The second item Bratt is watching is how much money the new carbon tax is bringing in and where that money is being spent.
The province’s across-the-board carbon tax took effect on January 1, 2017, adding costs to transportation and home heating fuels. The levy is expected to raise about $1.2 billion this year alone. The majority of that money will go towards “green investments” in renewable energy, transit and green infrastructure. A portion of it — $138 million in this fiscal year — will be redistributed to low- and middle-income households through rebates.
The provincial budget will also get revenue from another “green” regulation — the fees charged to emitters who produce more than 100,000 tonnes of greenhouse gases per year. How much the Specific Gas Emitters Regulation (SGR) compliance payments could add to the budget is still uncertain, says Trevor Tombe, an economist at the University of Calgary.
The budget may provide “useful clues about how stringent the new CCR will be. They previously expected to raise approximately $900 million in 2018-19. Look to see if the number is bigger or smaller than that,” he said.
PRICE OF OIL
The province depends heavily on resource revenue. Thanks to the stabilizing price of oil, its revenue is increasing. In the most recent fiscal update, Ceci said the province is set to make $1.5 billion more than expected.
The government had previously forecast the price of oil at $54/bbl WTI for this 2017-2018 fiscal year. That’s a jump from the $48/bbl price forecast the government expected in the third quarter 2016-2017 update and it’s a number that anaylsts say is key.
Every dollar more means millions in extra money to help a province struggling to balance the books.
Trevor Tombe, an economist at the University of Calgary, notes that prior Alberta budgets had already “baked in a recovery” to some extent.
Tombe doesn’t expect the $54/bbl WTI figure to change: “I think the signs are that this should stay where it is … or perhaps only rise very modestly.” He says the provincial government has also forecast employment and profits to begin recovering. “There’s no strong case yet to conclude the positive signs we’re seeing are much better than the previously expected path of the recovery,” he says.
However, Kneebone believes the budget should be based on the current price of oil, which has hovered just over $50/bbl for months. On Thursday, WTI prices opened below that mark for the first time since December 2016. “To spend on the basis of an expectation that prices will be higher is gambling, not responsible budgeting. If they were prudent, they would budget on the basis of $45 oil.”
And Kneebone says while the price of oil appears to have stabilized, “the price is nowhere near what it needs to be to close the deficit or even reduce the deficit by a signiticant amount.”
Even with the increasing resource revenue pouring into provincial coffers, the gains have been offset by higher spending. With the province doling out millions more in health, education and social services in the most recent update. Many will be watching to see if that rate of spending will continue in this upcoming fiscal year.
Kneebone expects it will: “The rate of spending growth will be promised to be held to the sum of the rates of inflation and population growth which is not what anyone should understand to be a restraint on spending.”
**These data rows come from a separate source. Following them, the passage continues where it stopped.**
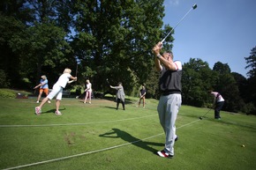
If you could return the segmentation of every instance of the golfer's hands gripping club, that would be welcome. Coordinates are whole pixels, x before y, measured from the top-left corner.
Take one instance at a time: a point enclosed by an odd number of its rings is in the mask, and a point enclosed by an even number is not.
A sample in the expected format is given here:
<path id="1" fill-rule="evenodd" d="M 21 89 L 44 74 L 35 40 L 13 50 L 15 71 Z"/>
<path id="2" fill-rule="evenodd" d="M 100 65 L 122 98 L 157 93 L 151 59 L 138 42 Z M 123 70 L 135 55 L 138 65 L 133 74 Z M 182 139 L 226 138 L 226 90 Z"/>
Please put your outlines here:
<path id="1" fill-rule="evenodd" d="M 71 84 L 71 83 L 72 83 L 72 82 L 74 82 L 74 81 L 77 81 L 77 80 L 78 80 L 78 78 L 75 77 L 74 79 L 72 79 L 72 80 L 71 80 L 71 81 L 68 81 L 68 84 Z"/>
<path id="2" fill-rule="evenodd" d="M 160 55 L 162 47 L 162 43 L 160 41 L 153 48 L 153 52 L 155 55 Z"/>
“The government often says it is controlling spending, yet total spending has grown faster than inflation plus population growth. Will that change this time?” asks Tombe. He’s also watching to see if health spending projections will be lowered, noting the provincial government recently struck a deal with physicians to make changes to their compensation. “They also repeatedly refer to their goal to “bend the curve,” he adds. “It will be interesting to see if their efforts have change the future path of spending relative to past budgets.”
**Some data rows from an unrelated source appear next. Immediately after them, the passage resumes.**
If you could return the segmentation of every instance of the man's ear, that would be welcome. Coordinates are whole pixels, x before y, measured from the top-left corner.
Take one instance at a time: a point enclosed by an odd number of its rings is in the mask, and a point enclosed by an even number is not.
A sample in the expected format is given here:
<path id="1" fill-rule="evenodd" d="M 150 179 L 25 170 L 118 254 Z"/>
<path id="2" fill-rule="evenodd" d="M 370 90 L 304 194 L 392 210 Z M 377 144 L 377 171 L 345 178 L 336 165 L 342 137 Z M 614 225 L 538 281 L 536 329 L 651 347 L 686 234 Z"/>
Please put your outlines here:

In the 2016-2017 fiscal year, the capital plan was cut by $1.2 billion from the initial budget to $7.3 billion. The decrease was due to delaying projects to future years, mainly due to the progress of projects as well as the impacts of the Fort McMurray wildfires and adverse weather.
Tombe says watch to see if the climate leadership spending will be be in addition to previous capital spending commitments or if prior commitments are revised downwards again.
BALANCING THE BOOKS
And finally, keep an eye on predictions on when the government willl be able to balance the books.
“Will they do what Prentice did, and what Notley did in their first October 2015 budget, and include a five-year forecast?” Tombe asks. “If they don’t, that’s a further sign they don’t know how to balance or haven’t decided their future revenue or spending measures.”
He adds, “If they do include it, they could easily (and credibly) show getting to balance early in the next mandate.”
Kneebone takes a more pessimistic view.
“There will be no realistic plan to reduce the deficit,” he predicts. “That, to me, is the headline: We are going to carry on as before and hope for oil prices to rise.”